サムライインキュベート代表取締役CEOの榊原健太郎氏 サムライインキュベート代表取締役CEOの榊原健太郎氏。イベントはマイクではなく、拡声器を使って進められた

 同社は4月、イベント「第3回Samurai Venture Summit~若き野心、世界へseason2~(SVS)」を開催した。会場となった東京代官山のビルでは、3つのフロアで、起業家や投資家らによるセッションやデモ、展示などが繰り広げられた。ここではその中からMOVIDA JAPAN代表取締役などを務める孫泰蔵氏の基調講演の様子を紹介する。

 前回のSVSでも基調講演を行ったという孫氏。前回の講演を振り返る形で、まず起業家の姿勢について「楽観的であるべき」と語る。さまざまなプレッシャーと戦う起業家が、ネガティブなことを表に出さず、楽観的になるのは難しい。そこで孫氏は「失うものはない、どうせやるなら楽しくやろう、と考える。ここまでやれば、たとえうまくいかなくてもそれまで得られた経験や出会い、ノウハウにも価値がある。そう思えばビジネスで攻められるはず」(孫氏)

孫泰蔵氏 孫泰蔵氏

 また、世界を狙う起業家に必要な心構えとして、英語でサービスを提供することの重要性を説く。「まず日本で成功してから、海外へ」と語る起業家はいるが、日本でまだ成功していない時点でこういったことを語るのではなく、サービスも英語版から出す、もしくは日本語版と英語版を同時に提供していくべきだという。

 さらに、「Think Big」「Different」「Convincing」「Simple」「Logical」「5year-lasting-service」といったキーワードで、世界で勝負するために持つべき視点を説明する。

 たとえ現時点で実現していなくとも、「世界で成功する、世界を変える」という意識を持ち続け(Think Big)、ほかのプレーヤーと違うことをする(Different)。また、なぜ自分たちのサービスがおもしろいのか、インパクトがあるのかということをユーザーや投資家らに説得できる必要がある(Convincing)。

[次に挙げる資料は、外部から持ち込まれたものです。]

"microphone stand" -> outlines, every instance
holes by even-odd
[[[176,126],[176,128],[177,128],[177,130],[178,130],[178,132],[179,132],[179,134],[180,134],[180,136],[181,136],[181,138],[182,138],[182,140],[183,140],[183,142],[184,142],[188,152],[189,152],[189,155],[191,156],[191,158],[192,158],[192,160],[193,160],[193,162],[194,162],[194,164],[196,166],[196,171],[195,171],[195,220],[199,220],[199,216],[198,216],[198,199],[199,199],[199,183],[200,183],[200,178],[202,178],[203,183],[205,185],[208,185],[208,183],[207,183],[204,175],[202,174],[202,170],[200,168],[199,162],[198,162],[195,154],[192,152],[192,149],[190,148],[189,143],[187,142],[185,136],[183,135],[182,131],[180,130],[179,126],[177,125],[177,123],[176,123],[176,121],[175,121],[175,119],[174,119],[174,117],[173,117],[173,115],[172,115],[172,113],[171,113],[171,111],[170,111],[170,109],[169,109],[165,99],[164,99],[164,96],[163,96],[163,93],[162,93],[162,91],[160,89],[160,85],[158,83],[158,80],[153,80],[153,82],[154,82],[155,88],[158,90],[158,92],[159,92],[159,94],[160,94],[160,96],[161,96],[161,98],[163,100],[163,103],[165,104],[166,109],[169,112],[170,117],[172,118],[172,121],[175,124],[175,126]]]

 さらに言語や環境の壁を越えて「おもしろい」「便利だ」と思えるシンプルなものでないといけない(Simple)し、論理的に理解できるものでないといけない(Logical)。加えて、サービスを提供する現在ではなく、5年先を見据えた設計が必要になる(5year-lasting-service)。「Gmailは2005年にサービスインした。当時、ウェブメーラの容量はせいぜい数十から数百Mバイト。そんな中で2Gバイトの容量を用意したことでユーザーは驚いた。こういったことはなかなかできない」(孫氏)

 イベントには、約300名の起業家や起業志向者が集まった。またサムライインキュベートでは第4回SVSを9月17日に開催するとしている。開催場所などは未定。申し込みについては、同社サイトを参照のこと。